11 de dezembro de 2025
Por solicitação da Subseção da OAB de Balneário Camboriú e da sua Comissão de Direitos Humanos, a Prefeitura publicou nesta quarta-feira (10) os decretos N°12.881 e N°12.882, que aprovam o Regimento Interno do Conselho Municipal de Direitos Humanos (CMDH) de Balneário Camboriú e nomeiam os novos integrantes, respectivamente. Agora, após cinco anos de espera, o conselho pode retornar as atividades no município.
Isso porque o mandato do referido conselho, nomeado primeiramente pelo Decreto Municipal Nº 9.929, de 11 de dezembro de 2018, expirou em agosto de 2020 e, desde então, o CMDH de Balneário Camboriú permaneceu inativo. Agora, com a publicação dos novos decretos municipais, ele está legalmente reativado na cidade.

“A reativação do Conselho Municipal de Direitos Humanos representa um avanço importante para Balneário Camboriú. Retomar esse diálogo, com participação da sociedade civil e de entidades comprometidas, é essencial para que possamos enfrentar desafios reais e garantir políticas públicas mais humanas, responsáveis e eficazes. Direitos humanos não são um tema distante — eles fazem parte do dia a dia das pessoas, especialmente daquelas que mais precisam do poder público.
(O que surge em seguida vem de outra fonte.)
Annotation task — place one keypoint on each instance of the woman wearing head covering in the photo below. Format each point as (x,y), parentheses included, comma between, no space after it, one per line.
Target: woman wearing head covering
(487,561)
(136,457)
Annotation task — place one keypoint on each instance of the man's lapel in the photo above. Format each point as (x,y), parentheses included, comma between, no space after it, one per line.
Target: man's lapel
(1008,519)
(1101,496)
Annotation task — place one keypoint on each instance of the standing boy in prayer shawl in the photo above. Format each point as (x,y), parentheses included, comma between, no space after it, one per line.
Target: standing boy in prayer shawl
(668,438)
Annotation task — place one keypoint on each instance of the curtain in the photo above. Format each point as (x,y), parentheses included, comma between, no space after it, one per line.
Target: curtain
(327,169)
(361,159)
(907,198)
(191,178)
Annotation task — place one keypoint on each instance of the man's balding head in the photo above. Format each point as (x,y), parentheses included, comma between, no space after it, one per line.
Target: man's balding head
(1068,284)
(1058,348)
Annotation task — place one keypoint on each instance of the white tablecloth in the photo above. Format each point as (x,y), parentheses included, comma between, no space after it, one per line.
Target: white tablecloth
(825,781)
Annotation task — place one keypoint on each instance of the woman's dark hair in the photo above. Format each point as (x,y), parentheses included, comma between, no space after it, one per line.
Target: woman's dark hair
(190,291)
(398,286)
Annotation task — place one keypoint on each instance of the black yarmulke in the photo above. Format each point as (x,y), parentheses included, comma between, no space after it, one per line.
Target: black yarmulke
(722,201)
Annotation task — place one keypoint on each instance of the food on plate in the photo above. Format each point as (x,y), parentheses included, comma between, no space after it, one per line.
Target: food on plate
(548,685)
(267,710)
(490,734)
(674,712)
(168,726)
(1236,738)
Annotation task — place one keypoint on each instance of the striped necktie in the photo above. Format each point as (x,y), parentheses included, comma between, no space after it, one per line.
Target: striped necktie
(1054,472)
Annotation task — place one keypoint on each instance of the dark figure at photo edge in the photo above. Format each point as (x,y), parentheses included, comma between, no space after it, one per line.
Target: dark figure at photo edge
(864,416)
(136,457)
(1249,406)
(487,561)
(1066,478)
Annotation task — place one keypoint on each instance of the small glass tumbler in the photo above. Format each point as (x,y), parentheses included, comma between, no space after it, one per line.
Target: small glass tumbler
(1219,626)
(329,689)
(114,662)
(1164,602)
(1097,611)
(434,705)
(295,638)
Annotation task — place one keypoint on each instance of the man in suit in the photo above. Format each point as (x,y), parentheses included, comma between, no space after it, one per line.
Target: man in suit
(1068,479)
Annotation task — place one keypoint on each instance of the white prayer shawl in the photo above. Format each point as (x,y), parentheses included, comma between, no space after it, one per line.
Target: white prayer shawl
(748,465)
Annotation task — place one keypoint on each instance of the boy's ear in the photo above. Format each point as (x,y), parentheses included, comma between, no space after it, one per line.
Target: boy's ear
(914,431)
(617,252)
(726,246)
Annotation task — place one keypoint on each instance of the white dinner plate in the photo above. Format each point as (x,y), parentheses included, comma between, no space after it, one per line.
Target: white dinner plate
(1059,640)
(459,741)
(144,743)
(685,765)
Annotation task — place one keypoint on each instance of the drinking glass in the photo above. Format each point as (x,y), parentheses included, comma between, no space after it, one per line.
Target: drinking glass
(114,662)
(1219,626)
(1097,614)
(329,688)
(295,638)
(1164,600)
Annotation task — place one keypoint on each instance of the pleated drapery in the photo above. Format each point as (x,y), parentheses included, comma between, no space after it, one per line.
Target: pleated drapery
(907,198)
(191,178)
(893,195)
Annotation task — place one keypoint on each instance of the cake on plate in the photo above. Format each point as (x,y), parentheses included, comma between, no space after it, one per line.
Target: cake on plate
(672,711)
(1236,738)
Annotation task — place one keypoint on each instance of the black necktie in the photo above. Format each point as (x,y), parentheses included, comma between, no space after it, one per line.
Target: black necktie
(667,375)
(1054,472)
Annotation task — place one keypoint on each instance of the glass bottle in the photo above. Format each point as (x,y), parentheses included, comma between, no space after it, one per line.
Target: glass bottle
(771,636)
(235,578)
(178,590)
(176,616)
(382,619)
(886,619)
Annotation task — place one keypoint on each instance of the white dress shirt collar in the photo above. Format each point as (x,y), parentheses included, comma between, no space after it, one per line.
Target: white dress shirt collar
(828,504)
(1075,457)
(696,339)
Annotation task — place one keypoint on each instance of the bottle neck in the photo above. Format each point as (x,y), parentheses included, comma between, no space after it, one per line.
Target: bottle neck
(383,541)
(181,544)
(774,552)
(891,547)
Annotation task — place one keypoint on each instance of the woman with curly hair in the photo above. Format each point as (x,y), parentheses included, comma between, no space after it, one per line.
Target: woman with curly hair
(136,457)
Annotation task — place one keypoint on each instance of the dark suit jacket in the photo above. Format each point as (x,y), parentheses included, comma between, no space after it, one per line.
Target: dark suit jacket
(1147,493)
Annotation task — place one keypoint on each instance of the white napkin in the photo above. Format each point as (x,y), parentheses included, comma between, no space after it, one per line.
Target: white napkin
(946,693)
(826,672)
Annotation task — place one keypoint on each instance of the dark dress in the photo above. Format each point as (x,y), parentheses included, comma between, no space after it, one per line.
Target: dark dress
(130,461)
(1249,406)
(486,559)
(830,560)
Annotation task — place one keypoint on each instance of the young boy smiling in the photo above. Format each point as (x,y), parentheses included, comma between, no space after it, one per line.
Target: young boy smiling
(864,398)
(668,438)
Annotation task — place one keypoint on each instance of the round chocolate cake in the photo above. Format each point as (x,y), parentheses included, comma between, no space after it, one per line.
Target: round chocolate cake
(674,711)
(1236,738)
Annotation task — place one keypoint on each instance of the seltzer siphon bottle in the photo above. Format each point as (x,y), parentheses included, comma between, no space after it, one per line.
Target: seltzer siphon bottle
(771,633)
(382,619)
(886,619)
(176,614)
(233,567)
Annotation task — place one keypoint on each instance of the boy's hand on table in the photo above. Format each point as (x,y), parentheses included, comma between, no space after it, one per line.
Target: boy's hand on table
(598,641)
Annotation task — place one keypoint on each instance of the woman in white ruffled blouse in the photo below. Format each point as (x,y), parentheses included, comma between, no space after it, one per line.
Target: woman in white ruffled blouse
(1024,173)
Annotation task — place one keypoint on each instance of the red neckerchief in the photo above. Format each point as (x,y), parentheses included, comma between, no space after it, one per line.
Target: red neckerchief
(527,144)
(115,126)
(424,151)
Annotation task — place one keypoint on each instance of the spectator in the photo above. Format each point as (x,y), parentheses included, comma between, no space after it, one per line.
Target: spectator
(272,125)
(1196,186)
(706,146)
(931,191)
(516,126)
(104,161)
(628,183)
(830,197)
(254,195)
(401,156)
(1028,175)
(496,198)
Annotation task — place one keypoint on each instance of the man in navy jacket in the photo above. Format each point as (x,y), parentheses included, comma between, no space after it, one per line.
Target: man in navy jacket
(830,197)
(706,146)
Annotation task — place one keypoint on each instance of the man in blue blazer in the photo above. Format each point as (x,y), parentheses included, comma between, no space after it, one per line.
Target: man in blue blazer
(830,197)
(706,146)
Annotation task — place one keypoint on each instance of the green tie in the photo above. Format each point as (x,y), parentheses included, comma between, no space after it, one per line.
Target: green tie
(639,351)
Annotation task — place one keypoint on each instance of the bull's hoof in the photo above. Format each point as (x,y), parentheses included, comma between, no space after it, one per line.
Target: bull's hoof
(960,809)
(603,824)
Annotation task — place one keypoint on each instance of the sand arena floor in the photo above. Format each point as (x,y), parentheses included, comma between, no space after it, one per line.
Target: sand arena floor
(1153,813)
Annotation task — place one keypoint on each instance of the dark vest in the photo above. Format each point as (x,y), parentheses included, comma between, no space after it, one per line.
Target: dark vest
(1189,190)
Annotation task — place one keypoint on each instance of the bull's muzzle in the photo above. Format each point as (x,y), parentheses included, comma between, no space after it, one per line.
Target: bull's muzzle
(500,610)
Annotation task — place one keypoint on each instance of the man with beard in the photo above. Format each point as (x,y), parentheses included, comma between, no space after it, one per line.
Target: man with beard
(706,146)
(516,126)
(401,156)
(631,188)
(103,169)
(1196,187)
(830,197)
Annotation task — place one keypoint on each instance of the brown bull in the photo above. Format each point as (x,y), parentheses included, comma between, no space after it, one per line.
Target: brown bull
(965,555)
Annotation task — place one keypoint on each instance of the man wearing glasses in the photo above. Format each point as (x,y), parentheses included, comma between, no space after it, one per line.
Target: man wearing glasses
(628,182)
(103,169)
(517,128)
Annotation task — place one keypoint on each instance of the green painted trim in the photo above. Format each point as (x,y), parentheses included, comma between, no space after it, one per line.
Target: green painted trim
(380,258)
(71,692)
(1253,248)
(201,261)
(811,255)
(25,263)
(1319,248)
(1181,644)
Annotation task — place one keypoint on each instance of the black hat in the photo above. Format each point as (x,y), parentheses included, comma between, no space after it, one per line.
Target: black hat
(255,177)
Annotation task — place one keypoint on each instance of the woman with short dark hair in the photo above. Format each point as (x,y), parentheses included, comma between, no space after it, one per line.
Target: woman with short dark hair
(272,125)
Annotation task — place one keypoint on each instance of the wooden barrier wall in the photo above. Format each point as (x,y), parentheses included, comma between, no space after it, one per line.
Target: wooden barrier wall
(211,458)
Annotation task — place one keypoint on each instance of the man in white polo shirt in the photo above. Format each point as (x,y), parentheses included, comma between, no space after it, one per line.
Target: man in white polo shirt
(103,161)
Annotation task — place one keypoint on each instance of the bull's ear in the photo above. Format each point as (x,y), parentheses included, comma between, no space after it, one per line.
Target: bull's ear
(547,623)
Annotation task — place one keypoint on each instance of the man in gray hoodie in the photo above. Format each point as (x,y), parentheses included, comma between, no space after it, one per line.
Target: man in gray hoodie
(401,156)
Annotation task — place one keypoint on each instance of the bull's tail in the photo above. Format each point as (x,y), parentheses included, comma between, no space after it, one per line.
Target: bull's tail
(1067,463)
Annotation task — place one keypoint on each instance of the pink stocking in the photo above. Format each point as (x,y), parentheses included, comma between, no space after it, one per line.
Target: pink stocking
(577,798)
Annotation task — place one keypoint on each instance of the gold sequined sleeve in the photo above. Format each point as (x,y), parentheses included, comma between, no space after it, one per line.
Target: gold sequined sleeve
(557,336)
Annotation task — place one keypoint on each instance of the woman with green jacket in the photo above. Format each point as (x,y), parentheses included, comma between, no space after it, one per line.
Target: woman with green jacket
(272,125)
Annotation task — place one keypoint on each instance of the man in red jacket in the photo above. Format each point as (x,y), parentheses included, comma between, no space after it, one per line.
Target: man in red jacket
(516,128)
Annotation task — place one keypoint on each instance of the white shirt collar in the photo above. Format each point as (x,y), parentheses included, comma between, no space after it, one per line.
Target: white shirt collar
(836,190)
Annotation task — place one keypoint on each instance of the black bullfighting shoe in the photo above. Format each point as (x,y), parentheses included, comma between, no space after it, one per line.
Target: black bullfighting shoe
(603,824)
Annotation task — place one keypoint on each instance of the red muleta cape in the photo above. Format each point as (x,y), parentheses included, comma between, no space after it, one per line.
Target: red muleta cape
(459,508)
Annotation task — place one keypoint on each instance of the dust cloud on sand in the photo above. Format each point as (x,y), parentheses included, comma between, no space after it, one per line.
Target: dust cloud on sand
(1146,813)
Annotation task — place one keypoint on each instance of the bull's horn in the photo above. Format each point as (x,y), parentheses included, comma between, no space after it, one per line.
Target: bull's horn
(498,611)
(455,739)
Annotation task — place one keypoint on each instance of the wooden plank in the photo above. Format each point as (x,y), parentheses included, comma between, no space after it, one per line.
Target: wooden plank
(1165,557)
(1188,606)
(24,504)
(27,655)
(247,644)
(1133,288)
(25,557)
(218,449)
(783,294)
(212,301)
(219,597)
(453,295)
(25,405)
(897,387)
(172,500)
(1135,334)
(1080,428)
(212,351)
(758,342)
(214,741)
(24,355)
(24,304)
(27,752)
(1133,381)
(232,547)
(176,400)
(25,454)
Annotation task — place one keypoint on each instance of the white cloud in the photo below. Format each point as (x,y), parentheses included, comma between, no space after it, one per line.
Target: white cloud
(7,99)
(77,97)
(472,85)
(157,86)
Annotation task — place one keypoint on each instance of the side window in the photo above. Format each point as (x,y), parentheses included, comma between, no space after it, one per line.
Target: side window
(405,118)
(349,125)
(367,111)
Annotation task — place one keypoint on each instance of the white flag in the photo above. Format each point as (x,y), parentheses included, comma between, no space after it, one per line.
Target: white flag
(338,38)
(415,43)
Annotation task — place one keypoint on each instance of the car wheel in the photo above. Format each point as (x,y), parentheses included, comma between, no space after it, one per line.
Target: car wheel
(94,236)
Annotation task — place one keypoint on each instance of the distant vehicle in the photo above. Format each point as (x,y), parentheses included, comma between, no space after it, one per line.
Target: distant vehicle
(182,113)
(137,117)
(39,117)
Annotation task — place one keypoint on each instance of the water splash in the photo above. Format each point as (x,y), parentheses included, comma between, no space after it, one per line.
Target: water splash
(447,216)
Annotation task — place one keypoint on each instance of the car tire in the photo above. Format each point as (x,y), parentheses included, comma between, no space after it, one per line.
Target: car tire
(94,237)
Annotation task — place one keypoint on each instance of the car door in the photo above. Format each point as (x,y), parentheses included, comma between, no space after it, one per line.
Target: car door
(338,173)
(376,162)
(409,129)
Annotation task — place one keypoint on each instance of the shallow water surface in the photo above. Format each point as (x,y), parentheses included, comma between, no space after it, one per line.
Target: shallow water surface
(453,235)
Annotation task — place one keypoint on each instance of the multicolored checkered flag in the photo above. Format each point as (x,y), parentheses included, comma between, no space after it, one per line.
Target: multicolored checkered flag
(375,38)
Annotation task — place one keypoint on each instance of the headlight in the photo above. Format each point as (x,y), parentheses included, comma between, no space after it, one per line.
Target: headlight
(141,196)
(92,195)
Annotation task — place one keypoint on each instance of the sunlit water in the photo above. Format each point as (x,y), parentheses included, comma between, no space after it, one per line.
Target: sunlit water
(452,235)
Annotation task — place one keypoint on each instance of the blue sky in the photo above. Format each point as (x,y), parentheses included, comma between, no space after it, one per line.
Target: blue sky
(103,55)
Por isso, fizemos questão de restabelecer o CMDH de forma transparente e legal, para que o conselho volte a exercer seu papel com autonomia e seriedade”, ressalta a prefeita Juliana Pavan.
Conforme explica o Presidente e da Comissão de Direitos Humanos da OAB/BC Alex Casado, que assume a presidência do CMDH até a realização de um fórum para a escolha das entidades não governamentais, a reativação do conselho é fundamental para que exista a aplicabilidade dos direitos humanos no município. “O CMDH é essencial para o desenvolvimento de políticas públicas e para que exista fiscalização e regramento sobre o tema. Aproveito a oportunidade para parabenizar a prefeita Juliana que teve coragem de publicar os decretos, pois sabemos que ainda há muito estigma a respeito dos direitos humanos mas, para uma sociedade se dizer desenvolvida, o conselho é uma artéria de suma importância”, ressalta.
Segundo ele, o CMDH terá duas pautas prioritárias nesta retomada dos trabalhos. “Uma é a questão das pessoas em situação de rua e a outra é a violência contra a mulher. Os dados referentes aos casos de abuso e de desconsideração a estas situações são alarmantes. Então são as pautas que pretendemos priorizar nesse primeiro momento”, pontua.


O Conselho Municipal de Direitos Humanos foi criado através da Lei Municipal nº 4.017, de 4 de janeiro de 2017, como órgão colegiado, de caráter deliberativo e permanente. Ele é formado por órgãos governamentais e por um conselheiro efetivo, indicado pela OAB – Subseção 15ª de Balneário Camboriú. Além disso, o CMDH será composto por nove conselheiros que representarão entidades não governamentais, a serem eleitos em fórum, cuja realização está prevista para o próximo mês de fevereiro.
O CMDH tem como finalidade atuar de forma autônoma e independente, na promoção e defesa dos direitos humanos, mediante ações preventivas, corretivas e reparadoras das condutas e situações que lhes são contrárias. Ele fica incumbido de elaborar, coordenar e fiscalizar a política de direitos humanos, e do efetivo respeito desses direitos por parte dos poderes públicos, dos serviços de relevância pública e dos particulares.